La Guyana francese sta scoppiando

Per favore, non ditelo a Matteo Salvini che dall’altra parte dell’Atlantico ci sono migliaia di migranti (profughi? clandestini?, difficile definirli) che ogni giorno attraversano il fiume Oyapock, al confine con il Brasile, o il fiume Maroni (ironia dei nomi!) al confine con il Suriname, ex Guayana olandese, oppure attraversano un braccio di mare poco più grande del Canale di Sicilia che separa il continente sudamericani dall’isola di Haiti, ed entrano in Europa.
La meta di migliaia e migliaia di disperati è la Guyana francese, territorio d’Oltremare, come a dire un pezzo di Francia, grande come la Languedoc-Roussillon e i Pyrenées Atlantiqués messe insieme (date un’occhiata alla cartina), 84 mila km quadrati, a nord del Brasile, 250 mila abitanti, cittadini francesi a pieno diritto e quindi cittadini europei, che vivono essenzialmente di pesca e agricoltura (le vecchie miniere d’oro producono solo qualche tonnellata di minerale e sono quasi tutte in mano alla criminalità) e che ormai non ne possono più di vivere in uno dei Paesi più violenti e insicuri al mondo.
Una cinquantina di omicidi negli ultimi 12 mesi, 200 stupri, 428 rapine a mano armata («Due volte di più che a Marsiglia!», fa notare il prefetto della Cayenna, la capitale), un tasso di criminalità che supera di 14 volte quella di Saint Denis, la banlieu violenta a nord di Parigi.
Si può vivere per anni in queste condizioni? «Insecurité et paupérisation», per dirla con le parole del sindaco di Kourou (la seconda città del Paese) François Rinquet, insicurezza e degrado delle condizioni di vita con frotte di migranti affamati che vagano per città e villaggi e assaltano i negozi, hanno trasformato questo lontanissimo angolo di Francia (e d’Europa) in una polveriera sociale che minaccia di innescare una vera guerra civile.
Non è un’esagerazione.
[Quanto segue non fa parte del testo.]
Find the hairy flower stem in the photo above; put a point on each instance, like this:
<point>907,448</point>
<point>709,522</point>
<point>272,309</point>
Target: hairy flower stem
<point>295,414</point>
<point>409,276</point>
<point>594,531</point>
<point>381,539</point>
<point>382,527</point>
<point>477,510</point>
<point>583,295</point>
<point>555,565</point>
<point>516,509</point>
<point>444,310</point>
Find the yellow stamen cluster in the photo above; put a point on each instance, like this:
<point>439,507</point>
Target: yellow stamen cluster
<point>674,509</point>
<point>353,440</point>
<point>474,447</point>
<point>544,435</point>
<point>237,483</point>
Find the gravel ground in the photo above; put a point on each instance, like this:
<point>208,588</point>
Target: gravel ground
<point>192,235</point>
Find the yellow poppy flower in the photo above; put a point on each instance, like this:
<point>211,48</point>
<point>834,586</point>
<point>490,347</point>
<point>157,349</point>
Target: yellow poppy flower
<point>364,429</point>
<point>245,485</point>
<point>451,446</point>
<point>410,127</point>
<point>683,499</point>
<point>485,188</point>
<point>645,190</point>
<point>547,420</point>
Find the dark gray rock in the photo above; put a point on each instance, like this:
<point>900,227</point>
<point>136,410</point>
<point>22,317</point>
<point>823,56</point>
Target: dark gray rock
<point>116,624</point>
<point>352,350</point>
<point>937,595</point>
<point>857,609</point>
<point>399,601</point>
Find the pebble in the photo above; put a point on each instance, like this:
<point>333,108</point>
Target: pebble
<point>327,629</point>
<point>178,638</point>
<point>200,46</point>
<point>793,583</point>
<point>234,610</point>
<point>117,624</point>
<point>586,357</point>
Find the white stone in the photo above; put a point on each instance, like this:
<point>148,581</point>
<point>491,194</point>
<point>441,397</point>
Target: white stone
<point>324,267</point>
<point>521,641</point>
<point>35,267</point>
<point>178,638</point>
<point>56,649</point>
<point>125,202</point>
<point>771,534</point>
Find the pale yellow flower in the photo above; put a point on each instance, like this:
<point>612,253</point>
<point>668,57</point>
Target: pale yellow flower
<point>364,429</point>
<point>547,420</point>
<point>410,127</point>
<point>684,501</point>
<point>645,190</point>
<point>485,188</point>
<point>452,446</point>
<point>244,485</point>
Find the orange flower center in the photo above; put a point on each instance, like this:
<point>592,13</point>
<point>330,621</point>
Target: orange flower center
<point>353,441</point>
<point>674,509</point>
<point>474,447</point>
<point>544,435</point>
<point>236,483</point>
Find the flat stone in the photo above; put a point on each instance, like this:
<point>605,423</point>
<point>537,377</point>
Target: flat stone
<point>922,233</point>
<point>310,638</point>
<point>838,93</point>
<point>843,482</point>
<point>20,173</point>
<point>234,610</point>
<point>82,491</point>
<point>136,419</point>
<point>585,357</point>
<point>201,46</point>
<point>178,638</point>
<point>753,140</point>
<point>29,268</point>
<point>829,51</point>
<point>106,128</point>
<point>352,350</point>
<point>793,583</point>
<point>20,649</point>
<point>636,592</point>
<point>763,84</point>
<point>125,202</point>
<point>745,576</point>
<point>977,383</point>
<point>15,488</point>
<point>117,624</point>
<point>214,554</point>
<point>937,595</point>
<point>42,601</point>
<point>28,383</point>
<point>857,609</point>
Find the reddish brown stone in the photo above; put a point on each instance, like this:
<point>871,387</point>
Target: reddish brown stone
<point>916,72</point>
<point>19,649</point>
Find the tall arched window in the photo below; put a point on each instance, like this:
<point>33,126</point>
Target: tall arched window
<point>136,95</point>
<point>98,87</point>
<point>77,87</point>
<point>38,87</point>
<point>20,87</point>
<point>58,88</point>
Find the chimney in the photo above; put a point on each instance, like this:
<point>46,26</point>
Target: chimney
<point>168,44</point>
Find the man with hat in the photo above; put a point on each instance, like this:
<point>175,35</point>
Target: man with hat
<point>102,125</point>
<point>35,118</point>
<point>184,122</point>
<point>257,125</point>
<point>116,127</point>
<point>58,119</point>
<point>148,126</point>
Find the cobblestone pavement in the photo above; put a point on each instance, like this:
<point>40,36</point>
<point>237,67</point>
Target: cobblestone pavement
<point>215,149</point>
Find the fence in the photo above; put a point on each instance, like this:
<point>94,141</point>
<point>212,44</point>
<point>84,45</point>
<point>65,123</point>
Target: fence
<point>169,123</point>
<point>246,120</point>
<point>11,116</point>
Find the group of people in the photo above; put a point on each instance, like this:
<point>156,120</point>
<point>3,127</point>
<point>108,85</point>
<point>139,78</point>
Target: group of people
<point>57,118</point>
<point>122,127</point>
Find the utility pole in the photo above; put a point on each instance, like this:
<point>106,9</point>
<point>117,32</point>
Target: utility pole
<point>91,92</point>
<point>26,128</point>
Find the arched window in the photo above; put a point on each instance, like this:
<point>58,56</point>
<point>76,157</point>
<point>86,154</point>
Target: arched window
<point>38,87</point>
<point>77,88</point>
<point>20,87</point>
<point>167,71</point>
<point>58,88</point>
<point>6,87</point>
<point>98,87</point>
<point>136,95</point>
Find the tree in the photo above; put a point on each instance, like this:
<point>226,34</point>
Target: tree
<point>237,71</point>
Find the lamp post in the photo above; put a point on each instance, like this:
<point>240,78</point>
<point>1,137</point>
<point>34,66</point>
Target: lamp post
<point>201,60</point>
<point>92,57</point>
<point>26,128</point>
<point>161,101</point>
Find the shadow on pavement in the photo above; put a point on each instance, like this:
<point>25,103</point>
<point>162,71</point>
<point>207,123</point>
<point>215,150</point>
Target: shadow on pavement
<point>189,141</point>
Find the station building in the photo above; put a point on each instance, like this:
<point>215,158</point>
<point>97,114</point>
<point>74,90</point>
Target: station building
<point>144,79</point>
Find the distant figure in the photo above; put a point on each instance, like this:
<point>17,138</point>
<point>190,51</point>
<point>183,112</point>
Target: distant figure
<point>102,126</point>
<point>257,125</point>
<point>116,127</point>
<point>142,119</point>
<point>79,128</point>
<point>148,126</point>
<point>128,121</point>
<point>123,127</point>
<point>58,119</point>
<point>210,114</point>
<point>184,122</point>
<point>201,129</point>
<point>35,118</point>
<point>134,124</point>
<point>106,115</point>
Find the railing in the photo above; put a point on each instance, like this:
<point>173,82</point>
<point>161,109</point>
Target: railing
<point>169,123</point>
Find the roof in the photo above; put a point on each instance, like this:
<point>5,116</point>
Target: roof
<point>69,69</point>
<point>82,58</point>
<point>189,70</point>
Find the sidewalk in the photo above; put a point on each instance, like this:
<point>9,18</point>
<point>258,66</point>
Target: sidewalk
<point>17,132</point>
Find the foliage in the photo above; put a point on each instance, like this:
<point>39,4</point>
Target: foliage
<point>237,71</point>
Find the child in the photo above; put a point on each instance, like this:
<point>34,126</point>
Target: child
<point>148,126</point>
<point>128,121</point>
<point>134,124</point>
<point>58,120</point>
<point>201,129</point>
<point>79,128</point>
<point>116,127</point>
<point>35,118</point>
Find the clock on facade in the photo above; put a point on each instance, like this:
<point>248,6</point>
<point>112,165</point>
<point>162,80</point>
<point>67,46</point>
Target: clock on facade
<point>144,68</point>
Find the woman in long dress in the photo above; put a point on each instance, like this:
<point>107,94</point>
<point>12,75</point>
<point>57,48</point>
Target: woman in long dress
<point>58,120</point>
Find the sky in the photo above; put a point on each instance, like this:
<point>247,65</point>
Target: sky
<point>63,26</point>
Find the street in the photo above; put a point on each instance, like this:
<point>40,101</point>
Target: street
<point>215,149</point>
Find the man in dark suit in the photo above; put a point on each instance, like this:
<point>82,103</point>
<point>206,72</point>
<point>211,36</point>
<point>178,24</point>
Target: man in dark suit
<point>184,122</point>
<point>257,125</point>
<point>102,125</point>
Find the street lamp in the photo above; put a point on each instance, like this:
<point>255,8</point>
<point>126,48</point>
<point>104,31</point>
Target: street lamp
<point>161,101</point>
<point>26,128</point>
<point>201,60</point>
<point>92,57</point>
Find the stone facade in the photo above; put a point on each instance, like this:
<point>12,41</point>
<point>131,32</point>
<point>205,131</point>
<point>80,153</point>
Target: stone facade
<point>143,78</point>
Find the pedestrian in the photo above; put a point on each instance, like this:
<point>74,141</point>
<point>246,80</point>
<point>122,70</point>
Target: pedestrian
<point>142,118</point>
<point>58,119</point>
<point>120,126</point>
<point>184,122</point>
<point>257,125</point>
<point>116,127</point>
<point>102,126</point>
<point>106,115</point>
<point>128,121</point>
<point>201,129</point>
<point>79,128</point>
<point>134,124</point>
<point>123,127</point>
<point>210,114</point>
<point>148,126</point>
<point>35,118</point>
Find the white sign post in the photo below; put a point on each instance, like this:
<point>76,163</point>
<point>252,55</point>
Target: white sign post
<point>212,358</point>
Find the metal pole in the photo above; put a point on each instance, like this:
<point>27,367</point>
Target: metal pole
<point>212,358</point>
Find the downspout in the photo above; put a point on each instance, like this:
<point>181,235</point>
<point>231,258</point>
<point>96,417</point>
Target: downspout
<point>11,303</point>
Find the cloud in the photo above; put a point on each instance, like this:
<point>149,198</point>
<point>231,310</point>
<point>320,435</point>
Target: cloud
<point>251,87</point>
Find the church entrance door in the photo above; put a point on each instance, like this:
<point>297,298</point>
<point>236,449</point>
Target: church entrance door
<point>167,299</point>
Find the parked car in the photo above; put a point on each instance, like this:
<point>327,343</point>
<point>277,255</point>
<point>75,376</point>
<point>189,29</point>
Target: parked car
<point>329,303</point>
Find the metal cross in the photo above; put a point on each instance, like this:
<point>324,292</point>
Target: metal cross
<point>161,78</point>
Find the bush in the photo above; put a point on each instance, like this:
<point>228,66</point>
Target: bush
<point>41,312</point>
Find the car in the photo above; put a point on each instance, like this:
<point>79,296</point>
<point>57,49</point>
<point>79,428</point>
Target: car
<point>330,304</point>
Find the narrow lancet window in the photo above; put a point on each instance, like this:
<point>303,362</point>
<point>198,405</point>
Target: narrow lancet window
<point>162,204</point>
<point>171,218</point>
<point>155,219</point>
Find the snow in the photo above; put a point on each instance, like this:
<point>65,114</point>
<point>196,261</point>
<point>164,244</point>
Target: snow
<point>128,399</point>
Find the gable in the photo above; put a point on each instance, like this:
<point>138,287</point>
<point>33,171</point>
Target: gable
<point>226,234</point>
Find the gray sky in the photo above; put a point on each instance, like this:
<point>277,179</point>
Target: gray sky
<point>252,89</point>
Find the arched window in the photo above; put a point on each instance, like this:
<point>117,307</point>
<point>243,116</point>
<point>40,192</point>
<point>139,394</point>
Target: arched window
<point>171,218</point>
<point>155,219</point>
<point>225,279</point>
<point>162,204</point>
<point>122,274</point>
I giornali italiani non ne parlano, ma da due settimane la Guyana francese – che non è un’isola come ha dichiarato domenica scorsa in un comizio Emanuel Macron dimostrando una conoscenza assai approssimativa della geografia politica del suo Paese (e per questo è stato preso in giro da tutti i giornali, di destra e di sinistra) – la Guyana francese, dicevamo, è completamente bloccata. Tutto chiuso, dalle scuole agli uffici ai trasporti pubblici. Seri problemi di approvvigionamento alimentare. Seri problemi al centro spaziale (voluto da De Gaulle dopo la chiusura di quello algerino) che continua a rinviare il lancio dell’ultimo missile Arianne. Seri problemi e molta preoccupazione tra i poliziotti e i soldati (alcune migliaia) del 3° reggimento della Legione Straniera incaricati di mantenere l’ordine.
Operazione sempre più complicata dopo che il 17 marzo scorso un gruppo di scioperanti incappucciati alla maniera del Ku-Klux Klan, e che si definisce «Les 500 Frères», i 500 Fratelli, ha interrotto l’intervento del ministro dell’Ambiente Ségolène Royal venuta qui, non si capisce perché data la situazione già arroventata, a parlare di cambiamenti climatici. «Siamo ad un passo dalla rivolta» ammette l’ex comandante della Gendarmeria d’Oltremare, il generale (ora in pensione) Bertrand Soublet, che nel 2013 aveva lanciato l’allarme sulla situazione esplosiva della Guayna e per questo era stato subito rimosso e messo a riposo. «Avevo chiesto di smantellare gli accampamenti abusivi degli haitiani e dei brasiliani senza lavoro dopo la fine dei Giochi olimpici che arrivano alla Cayenna e pensano di essere in Europa; avevo chiesto di rafforzare il dispositivo di difesa, ma a Parigi hanno preferito girarsi dall’altra parte, fingere di non vedere, e questo è il risultato».
Nei giorni scorsi il premier Cazeneuve ha promesso di inviare alla Cayenna una delegazione ministeriale, ma anche quest’ultimo tentativo di «appaisement» ormai non basta più. Tutti i sindaci, che ora appoggiano lo sciopero generale che sta bloccando il Paese, vogliono trattare solo con i massimi vertici del potere, il capo del governo Cazeneuve o il presidente Hollande in persona. Non ci sono più margini. O da Parigi arrivano risposte concrete o la Guyana s’infiamma. A un mese dalle elezioni.